KDL開発の受信機を各ポイントに設置し、スタッフはアプリを確認しながらランナーがポイントを通過した際に正しくアプリに適切に反映されているかどうか、複数人が同時通過しても問題無いかなど、様々な検証を行います。
マラソン大会の朝は早い
大会開始前の早朝よりブースの設営や準備に取りかかります。運用メンバーには現場入りしているスタッフもいれば、常に現場からの状況報告を受けながらシステム側を監視する開発メンバーもいます。今回は、サポートメンバーのシステム設計担当者であるチェンさんとも連携を取りながら運用を進めました。
出走直前には今にも走り出しそうな姿の塚本昌彦教授(ウェアラブルデバイスの伝道師と言えばこの方!)やアシックスの担当者、神戸大学のランナーを交えて事前の打合せを行い、チーム一丸で開催に備えました。
神戸大学が用意したスマートグラスにはランナーをサポートする情報が表示されていました。

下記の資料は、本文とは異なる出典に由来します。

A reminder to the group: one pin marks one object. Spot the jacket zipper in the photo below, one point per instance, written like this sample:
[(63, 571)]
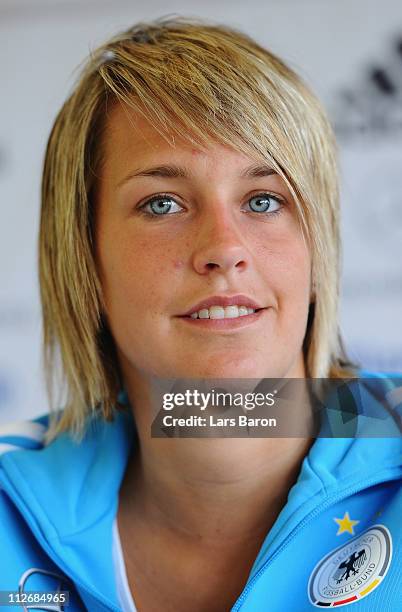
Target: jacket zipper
[(352, 490)]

しかし全員同じ格好でサングラスをして準備しているとさすがに目立つためか、神戸大学のランナー達は一般のランナーにも声を掛けられていました。
KDLからもランナーがエントリ
当日は晴天にも恵まれ絶好のマラソン日和となりました。
IoTチームが受信機やシステム、アプリの開発を行っただけではなく、KDLからも大会にランナーとしてエントリしデータ取得に参加しています。
この日の為に毎晩仕事終わりに猛特訓してきた杉本ランナー(写真右)と、休暇中にも関わらずプライベートで参加エントリしていた中西ランナー(写真左)2名で挑みます。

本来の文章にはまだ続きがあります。